Considero que aquellos que pregonan la humildad, lo que hacen es contraponer ésta con respecto a la actitud soberbia. En vez de decir no seas soberbio, dicen se humilde. En este sentido, habría que hablar de no ser soberbios en las relaciones interpersonales y no de ser humildes. Dice Aristóteles que “los soberbios son necios porque se engañan acerca de sí mismos: comienzan empresas honorables creyendo ser dignos de ellas, pero así sólo hacen resaltar su insuficiencia” «Ética a Nicómaco» IV, 3, 1125 a 27.
La soberbia es el vicio de la magnanimidad, es decir, de la grandeza de ánimo o espíritu. Spinoza señala, en «Ethica» III, 26, que “la soberbia es… una alegría nacida del hecho de que el hombre se estima a sí en más de lo justo”. Al estimarnos más de la cuenta despreciamos al otro en tanto sujeto.

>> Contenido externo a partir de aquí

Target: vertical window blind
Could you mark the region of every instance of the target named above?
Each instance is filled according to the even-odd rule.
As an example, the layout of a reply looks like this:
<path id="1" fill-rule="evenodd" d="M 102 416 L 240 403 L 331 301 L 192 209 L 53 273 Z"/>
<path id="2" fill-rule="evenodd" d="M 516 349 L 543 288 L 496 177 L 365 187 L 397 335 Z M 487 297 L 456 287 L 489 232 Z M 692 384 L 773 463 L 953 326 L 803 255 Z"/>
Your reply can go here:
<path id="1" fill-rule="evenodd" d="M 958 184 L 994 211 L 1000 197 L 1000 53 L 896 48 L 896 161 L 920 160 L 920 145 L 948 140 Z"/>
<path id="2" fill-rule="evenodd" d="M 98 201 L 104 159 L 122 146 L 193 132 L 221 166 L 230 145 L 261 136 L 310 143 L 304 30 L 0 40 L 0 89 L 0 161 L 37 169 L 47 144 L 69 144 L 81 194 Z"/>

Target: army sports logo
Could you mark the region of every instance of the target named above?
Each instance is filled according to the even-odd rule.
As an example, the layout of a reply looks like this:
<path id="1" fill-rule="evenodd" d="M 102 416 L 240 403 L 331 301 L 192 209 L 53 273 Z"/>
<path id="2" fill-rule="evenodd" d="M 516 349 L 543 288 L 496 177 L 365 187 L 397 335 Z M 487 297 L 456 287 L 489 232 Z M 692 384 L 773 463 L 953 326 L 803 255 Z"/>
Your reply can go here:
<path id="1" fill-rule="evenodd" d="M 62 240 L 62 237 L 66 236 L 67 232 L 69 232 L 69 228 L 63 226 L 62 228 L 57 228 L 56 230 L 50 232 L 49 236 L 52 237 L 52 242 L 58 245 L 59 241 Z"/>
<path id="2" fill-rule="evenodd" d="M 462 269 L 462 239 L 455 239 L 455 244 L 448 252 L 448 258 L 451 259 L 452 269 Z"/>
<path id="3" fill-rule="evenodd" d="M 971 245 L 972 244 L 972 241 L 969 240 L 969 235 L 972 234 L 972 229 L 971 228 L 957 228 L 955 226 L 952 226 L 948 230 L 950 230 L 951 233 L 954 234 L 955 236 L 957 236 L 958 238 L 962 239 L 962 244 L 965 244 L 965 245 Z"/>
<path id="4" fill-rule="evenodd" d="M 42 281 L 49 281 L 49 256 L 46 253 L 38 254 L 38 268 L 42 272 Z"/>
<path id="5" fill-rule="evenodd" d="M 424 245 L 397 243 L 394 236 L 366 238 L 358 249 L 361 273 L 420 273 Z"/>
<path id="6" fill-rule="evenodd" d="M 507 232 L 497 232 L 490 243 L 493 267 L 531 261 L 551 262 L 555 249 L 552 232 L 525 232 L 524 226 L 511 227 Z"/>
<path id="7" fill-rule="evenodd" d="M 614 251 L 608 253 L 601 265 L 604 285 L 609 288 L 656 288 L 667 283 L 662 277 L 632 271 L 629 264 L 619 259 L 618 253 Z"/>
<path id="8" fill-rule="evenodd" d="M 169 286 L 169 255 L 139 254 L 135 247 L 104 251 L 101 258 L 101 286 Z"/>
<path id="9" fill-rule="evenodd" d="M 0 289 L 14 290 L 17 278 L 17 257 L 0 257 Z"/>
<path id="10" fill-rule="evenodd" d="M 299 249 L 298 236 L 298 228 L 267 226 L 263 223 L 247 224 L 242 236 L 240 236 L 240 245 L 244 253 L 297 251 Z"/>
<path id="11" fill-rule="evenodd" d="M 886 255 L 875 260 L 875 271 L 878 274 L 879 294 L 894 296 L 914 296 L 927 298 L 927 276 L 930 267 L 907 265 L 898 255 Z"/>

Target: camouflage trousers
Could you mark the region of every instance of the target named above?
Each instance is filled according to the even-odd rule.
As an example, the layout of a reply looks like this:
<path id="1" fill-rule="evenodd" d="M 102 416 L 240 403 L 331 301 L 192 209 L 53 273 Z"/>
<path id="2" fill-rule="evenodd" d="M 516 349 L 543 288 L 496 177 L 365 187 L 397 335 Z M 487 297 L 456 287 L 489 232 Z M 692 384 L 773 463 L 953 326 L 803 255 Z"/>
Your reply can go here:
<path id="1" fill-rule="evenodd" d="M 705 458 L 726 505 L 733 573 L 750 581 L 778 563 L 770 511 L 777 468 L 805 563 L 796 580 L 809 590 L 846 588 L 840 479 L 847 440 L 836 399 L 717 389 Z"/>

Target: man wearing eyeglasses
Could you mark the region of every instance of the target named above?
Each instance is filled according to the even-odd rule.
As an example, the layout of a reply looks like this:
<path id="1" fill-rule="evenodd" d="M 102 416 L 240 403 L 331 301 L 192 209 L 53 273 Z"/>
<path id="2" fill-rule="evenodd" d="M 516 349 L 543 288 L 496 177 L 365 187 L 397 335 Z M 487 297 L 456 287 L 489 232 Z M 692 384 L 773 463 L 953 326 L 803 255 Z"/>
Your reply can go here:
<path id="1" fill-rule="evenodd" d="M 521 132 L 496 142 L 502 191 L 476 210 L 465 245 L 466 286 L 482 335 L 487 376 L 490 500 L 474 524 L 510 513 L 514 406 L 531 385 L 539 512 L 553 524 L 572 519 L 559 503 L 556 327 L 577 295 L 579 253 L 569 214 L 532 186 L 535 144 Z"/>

Por tanto, en lo que éste hace y piensa. Lo consideramos un algo inferior a nosotros. De allí lo intolerable de la actitud soberbia.
Debemos evitar la soberbia cuando establecemos nuestras relaciones en los diferentes ámbitos personales, ya que ésta es generadora de conflictos interpersonales. Esta actitud, además, nos impide ver las posibilidades generadoras que hay en los otros. Y nubla nuestras propias posibilidades, más adelante nos pasará factura en nuestra vida.